Suppose a table contains employee id, department name and salary. I want to select the department that gives total salary greater than average salary given by all departments.

The solution that I know, is grouping data by department to find sum of salaries given by that department and then use having clause to compare the sum with the output of a subquery, that again groups by department and finds average department salary.

I want to know if it is possible to group according to departments once, and use this grouped data multiple times so that we don't have to group again and again.

Best Answer

The following will get you the assignment answer. There are many ways to solve this, and it is not necessarily bad to group several times in sub-queries. Most RDBMS engines will be able to optimize your query (some) and performance is likely not an issue for this particular question.

SELECT TOP (1)
     Department
    ,SumSalary
    ,AvgSalary
FROM
(
SELECT
     Department
     ,SumSalary
    ,AVG(SumSalary) OVER(PARTITION BY NULL) AS AvgSalary
FROM
(
SELECT
     Department
    ,SUM(Salary) AS SumSalary
FROM DIM.Property
GROUP BY Department
) SubQuery
) x
WHERE SumSalary > AvgSalary
ORDER BY SumSalary DESC

I'd suggest that you read up on Window Functions so that you can fully explain any work submitted (there are plenty of sites and technical documentation for each DB and ANSI SQL).

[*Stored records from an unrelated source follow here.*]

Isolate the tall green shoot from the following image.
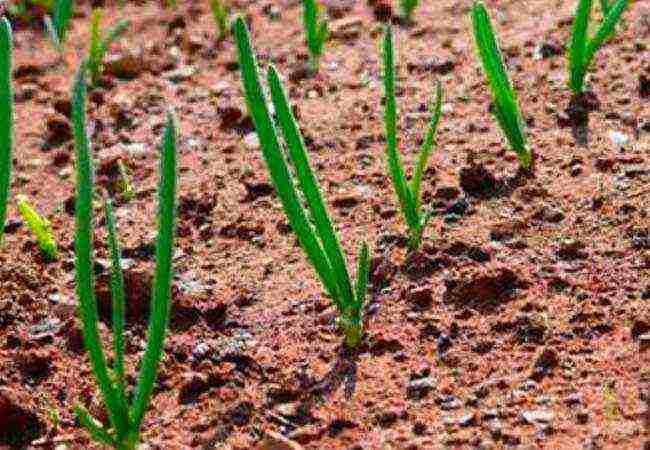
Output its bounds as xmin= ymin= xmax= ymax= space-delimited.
xmin=400 ymin=0 xmax=420 ymax=23
xmin=45 ymin=0 xmax=74 ymax=51
xmin=471 ymin=2 xmax=531 ymax=170
xmin=0 ymin=18 xmax=13 ymax=246
xmin=210 ymin=0 xmax=230 ymax=41
xmin=234 ymin=17 xmax=370 ymax=347
xmin=382 ymin=26 xmax=442 ymax=251
xmin=568 ymin=0 xmax=628 ymax=94
xmin=88 ymin=8 xmax=130 ymax=85
xmin=72 ymin=64 xmax=178 ymax=449
xmin=302 ymin=0 xmax=328 ymax=72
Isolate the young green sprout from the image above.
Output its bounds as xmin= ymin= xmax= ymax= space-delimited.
xmin=233 ymin=17 xmax=370 ymax=348
xmin=17 ymin=195 xmax=58 ymax=260
xmin=72 ymin=64 xmax=178 ymax=449
xmin=471 ymin=2 xmax=532 ymax=171
xmin=88 ymin=8 xmax=130 ymax=85
xmin=45 ymin=0 xmax=74 ymax=51
xmin=302 ymin=0 xmax=328 ymax=72
xmin=209 ymin=0 xmax=230 ymax=42
xmin=399 ymin=0 xmax=420 ymax=24
xmin=0 ymin=18 xmax=13 ymax=245
xmin=382 ymin=26 xmax=442 ymax=251
xmin=568 ymin=0 xmax=628 ymax=94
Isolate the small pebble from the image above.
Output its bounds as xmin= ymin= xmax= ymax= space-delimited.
xmin=609 ymin=130 xmax=630 ymax=148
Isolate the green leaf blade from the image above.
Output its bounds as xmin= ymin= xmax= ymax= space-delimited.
xmin=410 ymin=81 xmax=442 ymax=210
xmin=72 ymin=63 xmax=129 ymax=438
xmin=75 ymin=405 xmax=116 ymax=447
xmin=266 ymin=66 xmax=354 ymax=309
xmin=233 ymin=17 xmax=340 ymax=304
xmin=584 ymin=0 xmax=628 ymax=68
xmin=471 ymin=2 xmax=530 ymax=169
xmin=129 ymin=111 xmax=178 ymax=433
xmin=0 ymin=18 xmax=13 ymax=246
xmin=382 ymin=26 xmax=420 ymax=233
xmin=53 ymin=0 xmax=74 ymax=44
xmin=569 ymin=0 xmax=593 ymax=93
xmin=303 ymin=0 xmax=327 ymax=70
xmin=104 ymin=198 xmax=128 ymax=419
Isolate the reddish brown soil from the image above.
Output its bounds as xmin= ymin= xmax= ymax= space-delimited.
xmin=0 ymin=0 xmax=648 ymax=449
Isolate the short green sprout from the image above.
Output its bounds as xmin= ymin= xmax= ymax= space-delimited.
xmin=45 ymin=0 xmax=74 ymax=51
xmin=17 ymin=195 xmax=58 ymax=260
xmin=88 ymin=8 xmax=130 ymax=85
xmin=210 ymin=0 xmax=230 ymax=41
xmin=302 ymin=0 xmax=328 ymax=72
xmin=116 ymin=161 xmax=135 ymax=202
xmin=382 ymin=26 xmax=443 ymax=251
xmin=399 ymin=0 xmax=420 ymax=23
xmin=0 ymin=18 xmax=13 ymax=246
xmin=568 ymin=0 xmax=628 ymax=94
xmin=72 ymin=63 xmax=178 ymax=449
xmin=234 ymin=17 xmax=371 ymax=348
xmin=471 ymin=2 xmax=532 ymax=170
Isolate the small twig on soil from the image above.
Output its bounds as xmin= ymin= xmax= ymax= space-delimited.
xmin=31 ymin=434 xmax=78 ymax=446
xmin=628 ymin=188 xmax=650 ymax=199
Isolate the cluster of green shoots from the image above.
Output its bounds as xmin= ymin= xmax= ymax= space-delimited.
xmin=0 ymin=18 xmax=13 ymax=246
xmin=72 ymin=65 xmax=178 ymax=449
xmin=88 ymin=9 xmax=130 ymax=85
xmin=399 ymin=0 xmax=420 ymax=24
xmin=568 ymin=0 xmax=628 ymax=94
xmin=45 ymin=0 xmax=74 ymax=51
xmin=302 ymin=0 xmax=329 ymax=72
xmin=17 ymin=195 xmax=58 ymax=260
xmin=209 ymin=0 xmax=230 ymax=41
xmin=471 ymin=2 xmax=532 ymax=170
xmin=382 ymin=26 xmax=442 ymax=251
xmin=234 ymin=17 xmax=370 ymax=348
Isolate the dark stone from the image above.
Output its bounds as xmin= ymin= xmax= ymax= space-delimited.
xmin=459 ymin=164 xmax=499 ymax=198
xmin=0 ymin=388 xmax=46 ymax=445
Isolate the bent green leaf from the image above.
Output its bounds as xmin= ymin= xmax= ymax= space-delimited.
xmin=471 ymin=2 xmax=531 ymax=170
xmin=17 ymin=196 xmax=58 ymax=260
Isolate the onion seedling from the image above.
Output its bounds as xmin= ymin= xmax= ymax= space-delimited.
xmin=0 ymin=18 xmax=13 ymax=245
xmin=471 ymin=2 xmax=531 ymax=170
xmin=210 ymin=0 xmax=229 ymax=41
xmin=399 ymin=0 xmax=420 ymax=23
xmin=72 ymin=64 xmax=178 ymax=449
xmin=382 ymin=26 xmax=442 ymax=251
xmin=17 ymin=196 xmax=58 ymax=261
xmin=568 ymin=0 xmax=628 ymax=94
xmin=88 ymin=8 xmax=130 ymax=85
xmin=234 ymin=17 xmax=370 ymax=348
xmin=45 ymin=0 xmax=74 ymax=51
xmin=302 ymin=0 xmax=328 ymax=72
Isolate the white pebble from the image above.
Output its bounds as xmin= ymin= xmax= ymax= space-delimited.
xmin=609 ymin=130 xmax=630 ymax=148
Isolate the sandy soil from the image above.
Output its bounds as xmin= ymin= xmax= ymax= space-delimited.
xmin=0 ymin=0 xmax=648 ymax=448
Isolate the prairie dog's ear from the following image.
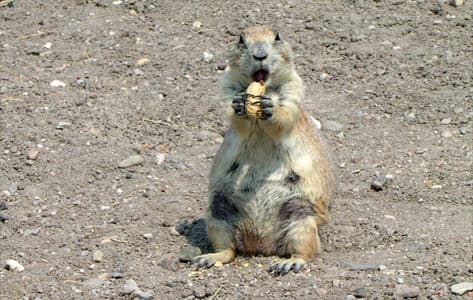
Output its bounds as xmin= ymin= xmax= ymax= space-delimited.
xmin=275 ymin=31 xmax=281 ymax=41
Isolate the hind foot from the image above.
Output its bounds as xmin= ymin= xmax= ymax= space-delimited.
xmin=192 ymin=249 xmax=235 ymax=269
xmin=267 ymin=256 xmax=306 ymax=275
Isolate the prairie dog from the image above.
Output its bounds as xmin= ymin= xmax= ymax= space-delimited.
xmin=193 ymin=25 xmax=333 ymax=275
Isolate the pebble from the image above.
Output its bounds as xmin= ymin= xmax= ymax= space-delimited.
xmin=441 ymin=130 xmax=452 ymax=138
xmin=345 ymin=295 xmax=356 ymax=300
xmin=142 ymin=233 xmax=153 ymax=240
xmin=371 ymin=174 xmax=393 ymax=191
xmin=83 ymin=277 xmax=106 ymax=289
xmin=451 ymin=282 xmax=473 ymax=295
xmin=394 ymin=284 xmax=420 ymax=298
xmin=350 ymin=263 xmax=382 ymax=271
xmin=192 ymin=21 xmax=202 ymax=28
xmin=440 ymin=118 xmax=451 ymax=125
xmin=178 ymin=246 xmax=201 ymax=262
xmin=136 ymin=58 xmax=150 ymax=66
xmin=202 ymin=51 xmax=214 ymax=63
xmin=118 ymin=155 xmax=144 ymax=168
xmin=158 ymin=254 xmax=180 ymax=272
xmin=449 ymin=0 xmax=464 ymax=7
xmin=351 ymin=287 xmax=368 ymax=298
xmin=322 ymin=120 xmax=343 ymax=132
xmin=405 ymin=112 xmax=416 ymax=124
xmin=27 ymin=149 xmax=39 ymax=160
xmin=93 ymin=250 xmax=104 ymax=262
xmin=4 ymin=259 xmax=24 ymax=272
xmin=319 ymin=72 xmax=330 ymax=81
xmin=134 ymin=68 xmax=144 ymax=76
xmin=122 ymin=279 xmax=153 ymax=300
xmin=50 ymin=80 xmax=66 ymax=87
xmin=193 ymin=287 xmax=207 ymax=298
xmin=315 ymin=288 xmax=328 ymax=296
xmin=0 ymin=214 xmax=7 ymax=223
xmin=0 ymin=202 xmax=7 ymax=210
xmin=56 ymin=121 xmax=71 ymax=129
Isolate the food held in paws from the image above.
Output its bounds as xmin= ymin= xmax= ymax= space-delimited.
xmin=245 ymin=80 xmax=266 ymax=119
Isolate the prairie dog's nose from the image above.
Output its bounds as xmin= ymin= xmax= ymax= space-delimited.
xmin=252 ymin=46 xmax=268 ymax=61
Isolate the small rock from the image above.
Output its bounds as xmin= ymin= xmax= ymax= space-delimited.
xmin=179 ymin=246 xmax=201 ymax=262
xmin=345 ymin=295 xmax=356 ymax=300
xmin=44 ymin=42 xmax=52 ymax=49
xmin=134 ymin=68 xmax=144 ymax=76
xmin=315 ymin=288 xmax=328 ymax=296
xmin=319 ymin=72 xmax=330 ymax=81
xmin=350 ymin=263 xmax=382 ymax=271
xmin=441 ymin=130 xmax=452 ymax=138
xmin=449 ymin=0 xmax=464 ymax=7
xmin=371 ymin=174 xmax=393 ymax=191
xmin=4 ymin=259 xmax=24 ymax=272
xmin=394 ymin=284 xmax=420 ymax=298
xmin=122 ymin=279 xmax=139 ymax=294
xmin=110 ymin=271 xmax=126 ymax=279
xmin=136 ymin=58 xmax=150 ymax=66
xmin=0 ymin=202 xmax=7 ymax=210
xmin=322 ymin=120 xmax=343 ymax=132
xmin=118 ymin=155 xmax=144 ymax=168
xmin=56 ymin=121 xmax=71 ymax=129
xmin=202 ymin=51 xmax=214 ymax=63
xmin=192 ymin=21 xmax=202 ymax=28
xmin=122 ymin=279 xmax=154 ymax=299
xmin=158 ymin=255 xmax=180 ymax=272
xmin=451 ymin=282 xmax=473 ymax=295
xmin=351 ymin=287 xmax=368 ymax=298
xmin=405 ymin=112 xmax=416 ymax=124
xmin=83 ymin=278 xmax=106 ymax=289
xmin=193 ymin=287 xmax=207 ymax=298
xmin=155 ymin=153 xmax=166 ymax=165
xmin=459 ymin=127 xmax=468 ymax=135
xmin=440 ymin=118 xmax=451 ymax=125
xmin=0 ymin=214 xmax=7 ymax=223
xmin=27 ymin=149 xmax=40 ymax=160
xmin=50 ymin=80 xmax=66 ymax=88
xmin=93 ymin=250 xmax=104 ymax=262
xmin=142 ymin=233 xmax=153 ymax=240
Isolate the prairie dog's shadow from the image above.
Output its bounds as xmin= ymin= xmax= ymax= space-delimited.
xmin=177 ymin=218 xmax=212 ymax=253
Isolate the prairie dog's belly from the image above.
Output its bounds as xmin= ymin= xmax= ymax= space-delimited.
xmin=219 ymin=161 xmax=300 ymax=255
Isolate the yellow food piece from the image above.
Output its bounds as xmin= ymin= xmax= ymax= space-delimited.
xmin=245 ymin=81 xmax=266 ymax=119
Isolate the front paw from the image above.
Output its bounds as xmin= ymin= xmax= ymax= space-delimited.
xmin=254 ymin=98 xmax=274 ymax=120
xmin=232 ymin=94 xmax=248 ymax=116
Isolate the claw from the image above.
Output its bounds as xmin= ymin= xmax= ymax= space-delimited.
xmin=268 ymin=258 xmax=306 ymax=275
xmin=192 ymin=255 xmax=216 ymax=269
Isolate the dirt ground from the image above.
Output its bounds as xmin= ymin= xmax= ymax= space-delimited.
xmin=0 ymin=0 xmax=472 ymax=299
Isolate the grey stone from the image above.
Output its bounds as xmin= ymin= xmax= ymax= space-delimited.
xmin=118 ymin=155 xmax=144 ymax=168
xmin=350 ymin=263 xmax=381 ymax=271
xmin=179 ymin=246 xmax=201 ymax=262
xmin=394 ymin=284 xmax=420 ymax=298
xmin=451 ymin=282 xmax=473 ymax=295
xmin=322 ymin=120 xmax=343 ymax=132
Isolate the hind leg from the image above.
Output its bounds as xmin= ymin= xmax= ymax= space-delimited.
xmin=269 ymin=198 xmax=321 ymax=275
xmin=192 ymin=219 xmax=236 ymax=268
xmin=269 ymin=217 xmax=320 ymax=275
xmin=192 ymin=191 xmax=237 ymax=268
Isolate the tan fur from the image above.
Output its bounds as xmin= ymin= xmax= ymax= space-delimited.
xmin=193 ymin=26 xmax=333 ymax=274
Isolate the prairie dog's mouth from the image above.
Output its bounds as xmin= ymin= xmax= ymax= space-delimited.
xmin=252 ymin=69 xmax=268 ymax=82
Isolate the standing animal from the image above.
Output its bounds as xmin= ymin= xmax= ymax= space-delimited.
xmin=192 ymin=25 xmax=333 ymax=275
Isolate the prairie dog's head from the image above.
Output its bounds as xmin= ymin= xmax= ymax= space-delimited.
xmin=228 ymin=26 xmax=295 ymax=83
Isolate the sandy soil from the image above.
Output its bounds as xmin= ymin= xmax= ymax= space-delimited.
xmin=0 ymin=0 xmax=472 ymax=299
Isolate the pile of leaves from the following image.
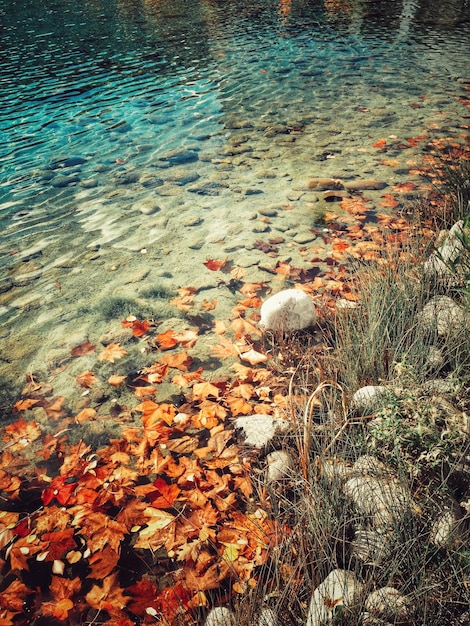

Also note that a TOP (1) gets just the single highest paying department that is above the average, since you may have many that meet this criteria. To ensure you get the highest paying the ORDER BY guarantees the highest paying is on top. You still have the possibility of two departments paying the same amount though in which case you have a non-deterministic query (not guaranteed to get the same department every time). You need a tie-breaker unless you accept this potential for random results or it is guaranteed not to happen by some other business process or rule (yeah right!).